Flow handles this explicitly through revisions. When work deviates from an earlier document, the system updates that document and appends a revision entry:
## Revisions
- **implement → spec** 2026-04-16: Changed auth from JWT to session cookies
**Why**: Existing middleware only supports sessions. Rewriting is out of scope.
**Impact**: Plan steps 3-5 updated. No JWT dependency needed.
This is not a bug in the process — it’s a feature. The revision trail answers questions that come up constantly in software teams: “Why does the code differ from the spec?” “When did we change approach?” “Who decided this and why?” The decisions get captured instead of lost in a chat thread.
The Review Stage Self-Verifies
The review skill is the one I spent the most time on, because it’s where the last-20% problem is most acute.
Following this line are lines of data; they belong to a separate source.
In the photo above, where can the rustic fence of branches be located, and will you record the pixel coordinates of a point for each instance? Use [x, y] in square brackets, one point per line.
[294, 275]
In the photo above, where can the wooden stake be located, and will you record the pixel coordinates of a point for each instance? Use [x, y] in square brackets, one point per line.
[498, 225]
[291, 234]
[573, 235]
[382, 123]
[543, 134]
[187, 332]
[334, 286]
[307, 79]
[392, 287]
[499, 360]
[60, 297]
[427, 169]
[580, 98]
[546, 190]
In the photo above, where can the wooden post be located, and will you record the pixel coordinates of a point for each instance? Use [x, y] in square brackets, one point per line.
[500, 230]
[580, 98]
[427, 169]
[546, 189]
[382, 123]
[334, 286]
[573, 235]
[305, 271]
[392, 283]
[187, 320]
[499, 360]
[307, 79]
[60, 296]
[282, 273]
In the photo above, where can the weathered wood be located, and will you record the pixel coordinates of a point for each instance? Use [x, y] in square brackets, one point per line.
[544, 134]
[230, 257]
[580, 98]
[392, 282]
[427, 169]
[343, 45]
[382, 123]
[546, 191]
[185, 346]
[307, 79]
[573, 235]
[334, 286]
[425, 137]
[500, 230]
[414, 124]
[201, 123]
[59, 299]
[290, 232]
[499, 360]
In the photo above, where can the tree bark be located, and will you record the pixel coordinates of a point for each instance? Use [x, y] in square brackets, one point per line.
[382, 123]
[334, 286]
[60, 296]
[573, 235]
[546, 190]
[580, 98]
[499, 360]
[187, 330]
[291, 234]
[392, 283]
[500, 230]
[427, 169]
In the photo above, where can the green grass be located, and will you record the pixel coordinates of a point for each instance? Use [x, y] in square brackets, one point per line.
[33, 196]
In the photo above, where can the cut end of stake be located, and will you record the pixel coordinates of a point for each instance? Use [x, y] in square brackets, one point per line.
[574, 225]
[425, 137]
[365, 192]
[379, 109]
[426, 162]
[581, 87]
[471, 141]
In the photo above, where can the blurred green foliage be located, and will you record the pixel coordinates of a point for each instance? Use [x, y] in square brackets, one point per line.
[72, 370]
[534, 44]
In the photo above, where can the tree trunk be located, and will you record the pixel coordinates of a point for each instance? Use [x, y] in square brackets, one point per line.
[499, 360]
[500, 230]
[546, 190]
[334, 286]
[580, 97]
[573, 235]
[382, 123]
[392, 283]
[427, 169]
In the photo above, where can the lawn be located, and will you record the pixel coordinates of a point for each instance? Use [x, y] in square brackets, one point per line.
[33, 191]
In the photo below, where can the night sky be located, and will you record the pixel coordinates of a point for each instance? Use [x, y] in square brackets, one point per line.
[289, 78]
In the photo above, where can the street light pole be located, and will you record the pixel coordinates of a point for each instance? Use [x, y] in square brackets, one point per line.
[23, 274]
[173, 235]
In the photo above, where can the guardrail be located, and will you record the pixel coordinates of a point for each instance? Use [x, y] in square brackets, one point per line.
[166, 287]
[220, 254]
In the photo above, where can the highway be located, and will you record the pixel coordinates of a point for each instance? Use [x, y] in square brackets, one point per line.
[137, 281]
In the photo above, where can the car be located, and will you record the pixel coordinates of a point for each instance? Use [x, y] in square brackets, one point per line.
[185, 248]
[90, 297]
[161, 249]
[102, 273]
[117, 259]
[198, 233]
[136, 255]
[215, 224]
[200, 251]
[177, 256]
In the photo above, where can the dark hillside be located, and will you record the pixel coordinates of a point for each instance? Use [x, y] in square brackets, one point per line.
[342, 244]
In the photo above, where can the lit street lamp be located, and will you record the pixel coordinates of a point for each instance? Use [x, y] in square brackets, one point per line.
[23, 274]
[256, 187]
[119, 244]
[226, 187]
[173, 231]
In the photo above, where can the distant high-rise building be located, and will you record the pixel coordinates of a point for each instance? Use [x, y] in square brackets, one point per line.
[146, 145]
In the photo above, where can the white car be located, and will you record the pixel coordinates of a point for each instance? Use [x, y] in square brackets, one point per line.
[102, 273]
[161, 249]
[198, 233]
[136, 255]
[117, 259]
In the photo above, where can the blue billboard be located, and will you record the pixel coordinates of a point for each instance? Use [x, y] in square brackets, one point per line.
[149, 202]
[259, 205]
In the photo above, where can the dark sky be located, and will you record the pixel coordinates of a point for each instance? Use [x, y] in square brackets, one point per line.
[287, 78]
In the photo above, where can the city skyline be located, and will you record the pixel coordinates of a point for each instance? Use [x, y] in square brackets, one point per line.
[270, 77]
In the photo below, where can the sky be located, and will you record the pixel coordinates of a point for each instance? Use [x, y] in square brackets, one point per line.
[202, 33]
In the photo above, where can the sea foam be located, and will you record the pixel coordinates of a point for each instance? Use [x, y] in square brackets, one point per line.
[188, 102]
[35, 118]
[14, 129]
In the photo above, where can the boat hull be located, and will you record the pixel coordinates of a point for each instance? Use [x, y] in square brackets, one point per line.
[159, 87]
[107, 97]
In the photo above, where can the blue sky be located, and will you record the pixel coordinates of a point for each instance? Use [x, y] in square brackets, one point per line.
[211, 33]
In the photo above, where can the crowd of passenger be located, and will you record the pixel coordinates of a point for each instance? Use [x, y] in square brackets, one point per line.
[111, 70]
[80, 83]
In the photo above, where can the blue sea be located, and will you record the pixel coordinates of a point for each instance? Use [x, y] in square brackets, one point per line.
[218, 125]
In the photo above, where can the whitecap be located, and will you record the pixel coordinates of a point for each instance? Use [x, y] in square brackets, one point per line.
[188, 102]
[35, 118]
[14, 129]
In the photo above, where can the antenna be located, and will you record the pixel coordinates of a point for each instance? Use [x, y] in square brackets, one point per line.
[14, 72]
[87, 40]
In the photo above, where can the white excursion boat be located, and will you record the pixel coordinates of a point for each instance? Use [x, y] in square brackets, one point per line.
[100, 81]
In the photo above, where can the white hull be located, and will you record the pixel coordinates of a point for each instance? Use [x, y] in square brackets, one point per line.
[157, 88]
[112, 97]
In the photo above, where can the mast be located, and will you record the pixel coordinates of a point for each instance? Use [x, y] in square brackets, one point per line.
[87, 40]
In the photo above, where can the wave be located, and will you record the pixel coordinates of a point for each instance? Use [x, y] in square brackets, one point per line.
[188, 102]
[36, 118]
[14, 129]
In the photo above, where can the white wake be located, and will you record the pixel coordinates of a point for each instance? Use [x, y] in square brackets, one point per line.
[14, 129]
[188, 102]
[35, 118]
After implementation, the review skill reads the diff and produces a findings document. Each finding is categorized: blocking issues that need to be fixed, warnings worth noting, and things that look fine.
But the key behavior is that the review stage self-verifies every finding before surfacing it to you. If the agent thinks there’s a bug in line 42, it checks line 42 before putting it in the findings. It looks for counter-evidence. It confirms the issue is actually present.
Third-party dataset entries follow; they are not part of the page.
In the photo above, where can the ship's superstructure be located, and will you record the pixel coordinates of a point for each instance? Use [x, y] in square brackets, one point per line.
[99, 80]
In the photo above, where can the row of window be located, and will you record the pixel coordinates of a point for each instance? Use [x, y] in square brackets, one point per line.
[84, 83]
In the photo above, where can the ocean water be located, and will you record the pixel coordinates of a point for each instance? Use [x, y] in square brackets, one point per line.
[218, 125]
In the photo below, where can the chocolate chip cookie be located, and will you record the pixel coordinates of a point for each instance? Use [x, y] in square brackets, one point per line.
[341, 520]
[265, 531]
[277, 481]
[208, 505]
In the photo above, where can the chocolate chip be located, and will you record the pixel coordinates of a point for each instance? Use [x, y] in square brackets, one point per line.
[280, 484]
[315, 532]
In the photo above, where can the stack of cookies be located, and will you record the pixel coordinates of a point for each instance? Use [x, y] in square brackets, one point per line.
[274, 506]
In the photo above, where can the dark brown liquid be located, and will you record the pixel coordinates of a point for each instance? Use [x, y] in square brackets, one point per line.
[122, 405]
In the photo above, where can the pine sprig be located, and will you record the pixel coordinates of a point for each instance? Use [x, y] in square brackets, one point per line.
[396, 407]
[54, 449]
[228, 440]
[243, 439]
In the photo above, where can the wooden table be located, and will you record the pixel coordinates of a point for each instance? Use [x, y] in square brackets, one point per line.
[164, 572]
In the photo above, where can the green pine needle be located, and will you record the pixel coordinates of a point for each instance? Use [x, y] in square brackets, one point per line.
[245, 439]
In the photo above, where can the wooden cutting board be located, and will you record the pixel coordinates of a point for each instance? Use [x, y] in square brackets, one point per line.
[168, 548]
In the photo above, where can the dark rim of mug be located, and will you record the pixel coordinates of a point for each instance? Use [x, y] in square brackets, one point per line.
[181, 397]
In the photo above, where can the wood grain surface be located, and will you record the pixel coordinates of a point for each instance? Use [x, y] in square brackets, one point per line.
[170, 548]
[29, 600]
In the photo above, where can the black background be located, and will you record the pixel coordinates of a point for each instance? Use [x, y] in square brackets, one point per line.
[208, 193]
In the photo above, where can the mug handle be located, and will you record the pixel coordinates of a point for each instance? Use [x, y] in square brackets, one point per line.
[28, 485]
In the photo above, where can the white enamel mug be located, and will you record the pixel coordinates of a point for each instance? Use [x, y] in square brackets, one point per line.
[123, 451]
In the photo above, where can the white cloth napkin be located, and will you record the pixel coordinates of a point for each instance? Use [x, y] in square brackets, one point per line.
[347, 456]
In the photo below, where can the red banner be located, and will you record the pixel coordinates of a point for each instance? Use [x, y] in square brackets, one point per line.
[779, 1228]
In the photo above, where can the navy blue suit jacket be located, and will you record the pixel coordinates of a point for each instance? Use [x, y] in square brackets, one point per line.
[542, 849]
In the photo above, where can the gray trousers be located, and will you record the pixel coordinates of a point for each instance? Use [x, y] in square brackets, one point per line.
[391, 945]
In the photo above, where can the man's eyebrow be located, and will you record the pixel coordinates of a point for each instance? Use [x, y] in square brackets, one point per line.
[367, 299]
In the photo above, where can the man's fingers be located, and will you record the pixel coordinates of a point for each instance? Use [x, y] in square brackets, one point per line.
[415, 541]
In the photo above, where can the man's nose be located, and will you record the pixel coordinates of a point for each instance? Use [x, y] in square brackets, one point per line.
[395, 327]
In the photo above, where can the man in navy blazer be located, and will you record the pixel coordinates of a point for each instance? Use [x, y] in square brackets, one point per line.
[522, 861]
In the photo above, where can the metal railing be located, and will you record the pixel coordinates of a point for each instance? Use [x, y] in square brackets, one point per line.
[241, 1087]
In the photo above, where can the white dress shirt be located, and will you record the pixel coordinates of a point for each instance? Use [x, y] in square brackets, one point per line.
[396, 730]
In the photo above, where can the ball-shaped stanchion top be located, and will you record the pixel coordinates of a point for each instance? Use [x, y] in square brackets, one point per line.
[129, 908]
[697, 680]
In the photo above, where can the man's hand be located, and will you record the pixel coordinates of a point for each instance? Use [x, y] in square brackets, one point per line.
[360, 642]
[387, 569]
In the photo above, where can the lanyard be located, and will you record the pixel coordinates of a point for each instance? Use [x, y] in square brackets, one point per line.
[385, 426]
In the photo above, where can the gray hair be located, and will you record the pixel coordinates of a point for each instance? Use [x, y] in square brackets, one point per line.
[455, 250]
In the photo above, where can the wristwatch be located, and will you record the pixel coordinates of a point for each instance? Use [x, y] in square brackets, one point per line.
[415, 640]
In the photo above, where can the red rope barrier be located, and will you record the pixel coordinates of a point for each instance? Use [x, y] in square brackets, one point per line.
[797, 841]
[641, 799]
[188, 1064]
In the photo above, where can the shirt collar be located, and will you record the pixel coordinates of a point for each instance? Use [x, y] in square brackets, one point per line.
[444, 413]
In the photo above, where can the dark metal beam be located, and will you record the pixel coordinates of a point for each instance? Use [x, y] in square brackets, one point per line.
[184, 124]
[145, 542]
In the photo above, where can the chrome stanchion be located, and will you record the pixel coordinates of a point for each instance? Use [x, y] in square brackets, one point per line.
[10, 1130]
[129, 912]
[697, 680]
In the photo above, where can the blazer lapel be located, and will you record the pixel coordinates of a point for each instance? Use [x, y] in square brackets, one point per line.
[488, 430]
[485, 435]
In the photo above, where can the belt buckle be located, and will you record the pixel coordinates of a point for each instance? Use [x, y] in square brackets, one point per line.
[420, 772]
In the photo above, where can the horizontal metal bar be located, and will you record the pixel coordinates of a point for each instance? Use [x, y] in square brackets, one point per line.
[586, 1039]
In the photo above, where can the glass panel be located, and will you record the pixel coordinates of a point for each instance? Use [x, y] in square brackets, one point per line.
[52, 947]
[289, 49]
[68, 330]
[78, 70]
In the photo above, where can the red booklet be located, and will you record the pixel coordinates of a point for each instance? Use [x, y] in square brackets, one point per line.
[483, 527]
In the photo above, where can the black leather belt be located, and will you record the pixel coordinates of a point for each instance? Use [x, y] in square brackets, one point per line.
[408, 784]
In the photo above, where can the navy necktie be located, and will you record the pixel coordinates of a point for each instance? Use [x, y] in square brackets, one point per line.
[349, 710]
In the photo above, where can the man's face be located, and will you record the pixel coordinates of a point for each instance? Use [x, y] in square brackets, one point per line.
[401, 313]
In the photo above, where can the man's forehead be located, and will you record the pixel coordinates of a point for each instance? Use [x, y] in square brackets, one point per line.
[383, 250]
This dramatically reduces false positives. A review that cries wolf on every trivial thing trains you to ignore it. A review that’s accurate trains you to take it seriously.
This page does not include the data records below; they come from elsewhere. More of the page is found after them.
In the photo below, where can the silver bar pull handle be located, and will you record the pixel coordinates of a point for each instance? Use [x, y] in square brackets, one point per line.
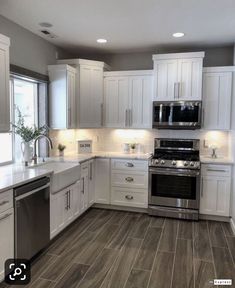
[202, 188]
[5, 216]
[91, 171]
[3, 203]
[216, 170]
[128, 164]
[129, 179]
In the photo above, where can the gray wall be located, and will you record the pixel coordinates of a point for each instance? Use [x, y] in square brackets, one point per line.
[29, 50]
[217, 56]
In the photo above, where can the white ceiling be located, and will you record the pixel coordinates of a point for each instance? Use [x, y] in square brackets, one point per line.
[128, 25]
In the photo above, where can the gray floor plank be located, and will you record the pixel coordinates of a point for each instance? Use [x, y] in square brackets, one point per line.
[72, 278]
[216, 234]
[89, 255]
[168, 240]
[64, 262]
[183, 275]
[204, 274]
[138, 279]
[185, 229]
[119, 239]
[157, 222]
[140, 228]
[97, 272]
[227, 229]
[162, 271]
[202, 249]
[148, 249]
[124, 263]
[223, 264]
[231, 245]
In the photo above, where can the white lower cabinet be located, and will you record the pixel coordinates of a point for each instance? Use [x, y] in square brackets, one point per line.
[129, 183]
[64, 208]
[102, 180]
[6, 238]
[215, 190]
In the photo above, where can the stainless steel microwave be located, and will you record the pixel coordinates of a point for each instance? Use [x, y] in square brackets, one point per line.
[177, 115]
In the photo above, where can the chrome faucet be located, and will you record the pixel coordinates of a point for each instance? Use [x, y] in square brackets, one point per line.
[35, 156]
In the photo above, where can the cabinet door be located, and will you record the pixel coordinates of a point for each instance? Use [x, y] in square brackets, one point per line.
[116, 101]
[4, 88]
[91, 183]
[140, 101]
[91, 97]
[76, 199]
[166, 80]
[102, 180]
[6, 238]
[217, 93]
[215, 196]
[71, 115]
[189, 79]
[84, 187]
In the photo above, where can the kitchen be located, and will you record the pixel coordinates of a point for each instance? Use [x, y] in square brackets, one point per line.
[125, 174]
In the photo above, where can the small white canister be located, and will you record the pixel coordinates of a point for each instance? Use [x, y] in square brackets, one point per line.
[84, 146]
[126, 148]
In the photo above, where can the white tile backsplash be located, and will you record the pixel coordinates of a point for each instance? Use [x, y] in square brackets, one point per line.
[112, 140]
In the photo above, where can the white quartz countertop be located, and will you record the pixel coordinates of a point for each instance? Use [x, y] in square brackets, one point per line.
[205, 159]
[14, 175]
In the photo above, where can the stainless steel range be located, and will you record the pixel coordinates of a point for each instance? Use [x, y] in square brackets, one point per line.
[174, 178]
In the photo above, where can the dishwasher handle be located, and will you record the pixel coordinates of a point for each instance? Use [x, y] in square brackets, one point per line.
[31, 192]
[31, 186]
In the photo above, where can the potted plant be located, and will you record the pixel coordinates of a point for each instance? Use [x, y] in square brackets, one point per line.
[133, 147]
[28, 134]
[61, 149]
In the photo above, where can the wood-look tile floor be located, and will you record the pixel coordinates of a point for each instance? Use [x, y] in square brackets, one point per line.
[111, 249]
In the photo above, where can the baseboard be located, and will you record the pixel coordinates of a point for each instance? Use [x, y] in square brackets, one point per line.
[214, 218]
[121, 208]
[232, 223]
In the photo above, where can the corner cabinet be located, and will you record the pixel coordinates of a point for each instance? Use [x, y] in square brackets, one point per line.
[217, 97]
[178, 76]
[215, 190]
[128, 99]
[4, 84]
[62, 98]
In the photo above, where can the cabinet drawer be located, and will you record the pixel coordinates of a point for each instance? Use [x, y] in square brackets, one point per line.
[129, 197]
[130, 165]
[216, 170]
[6, 200]
[131, 180]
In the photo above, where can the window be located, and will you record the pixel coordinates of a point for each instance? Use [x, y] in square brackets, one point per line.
[25, 98]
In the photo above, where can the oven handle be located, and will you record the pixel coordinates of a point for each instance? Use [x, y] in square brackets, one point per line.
[187, 173]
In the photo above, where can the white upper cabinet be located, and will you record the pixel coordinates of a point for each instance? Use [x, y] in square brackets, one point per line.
[128, 99]
[62, 98]
[4, 84]
[116, 101]
[217, 97]
[178, 76]
[89, 91]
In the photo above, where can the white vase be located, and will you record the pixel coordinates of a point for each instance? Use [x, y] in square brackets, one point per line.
[26, 150]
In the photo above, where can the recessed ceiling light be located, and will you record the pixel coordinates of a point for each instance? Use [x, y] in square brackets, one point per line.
[178, 34]
[102, 41]
[45, 24]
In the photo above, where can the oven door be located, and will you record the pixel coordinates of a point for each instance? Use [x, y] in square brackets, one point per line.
[174, 187]
[177, 115]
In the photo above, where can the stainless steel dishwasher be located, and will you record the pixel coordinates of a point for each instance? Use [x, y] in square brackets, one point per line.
[32, 218]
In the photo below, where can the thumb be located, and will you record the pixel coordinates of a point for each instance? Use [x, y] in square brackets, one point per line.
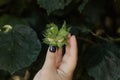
[50, 61]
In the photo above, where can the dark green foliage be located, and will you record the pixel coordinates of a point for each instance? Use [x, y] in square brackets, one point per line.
[19, 45]
[56, 4]
[108, 62]
[96, 24]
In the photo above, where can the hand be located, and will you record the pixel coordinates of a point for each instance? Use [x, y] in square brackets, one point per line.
[58, 67]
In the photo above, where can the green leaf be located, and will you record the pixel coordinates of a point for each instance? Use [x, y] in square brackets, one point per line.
[106, 64]
[52, 5]
[56, 37]
[19, 47]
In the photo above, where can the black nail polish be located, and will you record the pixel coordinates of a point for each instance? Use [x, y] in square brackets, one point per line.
[52, 49]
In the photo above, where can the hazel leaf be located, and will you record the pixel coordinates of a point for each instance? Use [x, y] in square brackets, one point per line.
[54, 36]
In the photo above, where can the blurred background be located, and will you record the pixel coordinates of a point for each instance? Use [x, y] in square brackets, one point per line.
[96, 24]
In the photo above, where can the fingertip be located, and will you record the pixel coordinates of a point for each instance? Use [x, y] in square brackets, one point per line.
[52, 49]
Only genuinely ambiguous findings — things that require human judgment about product direction or architectural tradeoffs — make it to the top of the list. The mechanical stuff gets fixed automatically before it reaches you.
The teach Skill
One part of Flow that I think is underappreciated: the teach skill.
teach lets you codify patterns you discover during development into new skills. If you find yourself repeatedly explaining the same thing to the AI — “always use server actions for mutations in this codebase,” “our error handling convention is X” — you can run /teach and it captures that into a skill file.
Skills are just markdown files. They’re readable, editable, and versionable. The system evolves with your codebase instead of staying static.
This is important because the value of any workflow system compounds over time. The more you use it, the more it knows about your specific context. teach is the mechanism for that accumulation.
How to Install It
Flow ships as a Claude Code plugin:
/plugin marketplace add jyliang/flow
/plugin install flow
Or via npx skills, which works across Claude Code, Cursor, Codex, Copilot, and others:
# Install globally for Claude Code
npx skills add jyliang/flow -g -a claude-code
# Pick individual skills
npx skills add jyliang/flow --skill flow --skill review -g -a claude-code
Why I Built This
The thing that motivated Flow was a frustration I kept running into: AI coding assistants are great at generating code but bad at knowing when to stop and ask. They’ll silently fill in an assumption that turns out to be wrong, and you won’t find out until you’re deep into reviewing something that went in the wrong direction.
The solution isn’t smarter AI — it’s better structure. If you build clear handoff points into the workflow, with human review baked in at each one, you catch the wrong turns early. You also get a cleaner record of what happened and why, which matters for teams and for your future self.
Flow is the structure I wanted. I’ve been using it on real projects, including some of the features in Jotcache, and it’s changed how I work with AI coding tools. Less cleanup after the fact, more intentional collaboration throughout.
The code is open source. Issues and PRs welcome.